Ma è lo stesso abito mentale che spinge Crosetto a dribblare la questione “dimissioni o meno di Toti dalla presidenza di Regione Liguria” con il ricorso al mellifluo del garantismo. A parte il fatto che ormai garantista è diventato sinonimo di paraculo, l’argomentazione ancora una volta gioca sull’equivoco: qui non si tratta di emettere sentenze in punta di diritto, che spettano alla magistratura.

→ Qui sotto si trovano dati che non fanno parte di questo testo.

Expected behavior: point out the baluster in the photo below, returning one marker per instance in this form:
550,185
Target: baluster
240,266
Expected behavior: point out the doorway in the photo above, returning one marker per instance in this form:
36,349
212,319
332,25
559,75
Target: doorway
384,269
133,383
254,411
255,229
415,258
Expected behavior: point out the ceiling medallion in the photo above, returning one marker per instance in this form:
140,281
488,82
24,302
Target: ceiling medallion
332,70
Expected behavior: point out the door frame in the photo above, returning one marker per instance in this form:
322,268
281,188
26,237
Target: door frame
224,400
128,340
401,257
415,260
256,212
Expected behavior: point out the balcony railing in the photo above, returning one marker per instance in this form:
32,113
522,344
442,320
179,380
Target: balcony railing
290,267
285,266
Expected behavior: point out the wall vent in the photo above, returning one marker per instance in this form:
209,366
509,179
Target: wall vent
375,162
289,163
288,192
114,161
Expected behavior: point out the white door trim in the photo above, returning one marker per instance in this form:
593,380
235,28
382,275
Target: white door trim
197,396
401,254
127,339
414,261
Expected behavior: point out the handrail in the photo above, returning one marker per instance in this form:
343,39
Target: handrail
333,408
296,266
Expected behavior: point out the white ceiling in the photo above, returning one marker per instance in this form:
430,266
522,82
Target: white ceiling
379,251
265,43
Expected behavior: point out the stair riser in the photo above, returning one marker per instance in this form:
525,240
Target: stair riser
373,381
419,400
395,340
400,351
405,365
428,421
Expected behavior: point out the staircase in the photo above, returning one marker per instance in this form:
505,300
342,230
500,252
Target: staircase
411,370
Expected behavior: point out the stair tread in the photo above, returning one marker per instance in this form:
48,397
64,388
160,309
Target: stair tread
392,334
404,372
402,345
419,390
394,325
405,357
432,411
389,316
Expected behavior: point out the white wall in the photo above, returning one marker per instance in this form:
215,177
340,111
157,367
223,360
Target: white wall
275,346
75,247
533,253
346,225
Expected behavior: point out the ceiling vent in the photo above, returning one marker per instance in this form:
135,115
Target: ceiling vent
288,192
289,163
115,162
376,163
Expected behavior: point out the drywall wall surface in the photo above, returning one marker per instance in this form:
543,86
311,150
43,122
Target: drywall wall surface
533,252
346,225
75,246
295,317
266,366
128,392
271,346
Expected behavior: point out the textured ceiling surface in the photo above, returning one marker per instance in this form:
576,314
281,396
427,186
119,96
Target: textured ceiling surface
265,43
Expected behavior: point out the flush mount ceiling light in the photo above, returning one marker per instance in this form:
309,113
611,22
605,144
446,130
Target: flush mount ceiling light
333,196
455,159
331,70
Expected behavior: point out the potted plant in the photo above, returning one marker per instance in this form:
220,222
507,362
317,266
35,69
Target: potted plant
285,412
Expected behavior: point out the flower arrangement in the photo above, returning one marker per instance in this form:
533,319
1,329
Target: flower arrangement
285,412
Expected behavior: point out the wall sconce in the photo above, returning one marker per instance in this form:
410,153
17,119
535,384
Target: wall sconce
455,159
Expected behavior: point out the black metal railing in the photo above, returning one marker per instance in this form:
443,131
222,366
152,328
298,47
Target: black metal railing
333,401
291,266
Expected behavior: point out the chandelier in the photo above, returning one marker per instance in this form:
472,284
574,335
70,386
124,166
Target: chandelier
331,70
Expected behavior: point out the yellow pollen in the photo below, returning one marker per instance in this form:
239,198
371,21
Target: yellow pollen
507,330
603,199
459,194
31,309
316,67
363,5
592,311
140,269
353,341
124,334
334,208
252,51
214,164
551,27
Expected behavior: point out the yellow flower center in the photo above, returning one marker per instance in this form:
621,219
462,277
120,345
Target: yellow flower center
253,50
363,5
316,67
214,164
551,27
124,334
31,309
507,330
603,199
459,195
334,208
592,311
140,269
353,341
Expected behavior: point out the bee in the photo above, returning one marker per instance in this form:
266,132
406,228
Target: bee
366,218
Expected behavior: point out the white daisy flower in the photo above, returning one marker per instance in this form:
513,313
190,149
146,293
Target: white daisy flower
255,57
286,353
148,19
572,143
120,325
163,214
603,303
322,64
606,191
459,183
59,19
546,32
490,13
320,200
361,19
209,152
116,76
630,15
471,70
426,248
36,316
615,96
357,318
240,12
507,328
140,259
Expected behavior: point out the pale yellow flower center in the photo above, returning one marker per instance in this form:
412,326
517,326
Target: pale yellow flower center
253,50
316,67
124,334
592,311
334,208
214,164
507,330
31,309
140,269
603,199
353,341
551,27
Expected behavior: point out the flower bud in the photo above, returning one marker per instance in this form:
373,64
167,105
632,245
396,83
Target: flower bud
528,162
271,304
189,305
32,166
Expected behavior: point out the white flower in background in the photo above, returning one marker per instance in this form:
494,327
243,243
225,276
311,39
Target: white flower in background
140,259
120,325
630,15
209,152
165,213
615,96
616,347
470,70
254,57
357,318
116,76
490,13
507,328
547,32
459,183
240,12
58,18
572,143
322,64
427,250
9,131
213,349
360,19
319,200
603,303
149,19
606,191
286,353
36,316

La faccenda è un’altra: quella di esprimere o meno un giudizio politico su comportamenti ormai riconosciuti incontrovertibili. Certamente illegittimi (la concussione gabellata per corruzione); la cui ulteriore definizione di illegalità, nella procedura (questa sì garantista) dei tre livelli di giudizio, compete al corpo giudicante. Che comunque i tipi alla Crosetto lavorano a pieno regime per mettere fuori gioco. E poi si potrebbe proseguire, come quando nei primi mesi del 2023, l’ormai ministro della Difesa lanciava l’allarme per l’aumento dell’immigrazione clandestina nel Mediterraneo, come opera di una strategia di guerra ibrida promossa dal Cremlino attraverso il gruppo paramilitare Wagner. Altra frase incomprensibile, se non si fa riferimento a materialissimi interessi legati alle forniture di armi per il fronte ucraino.

Quindi, un insieme di fili che convergono nella tessitura del profilo di un personaggio di potere, membro di quel ristretto club che sta promuovendo l’occupazione delle istituzioni democratiche, grazie anche alla condiscendenza delle controparti politiche; che si ritrovano in sintonia con l’operazione per la comune appartenenza alla corporazione dei fruitori della rendita di posizione elettiva. Inutile tentare di farlo ammettere a un coriaceo proconsole come Crosetto. Più utile spiegarlo agli elettori.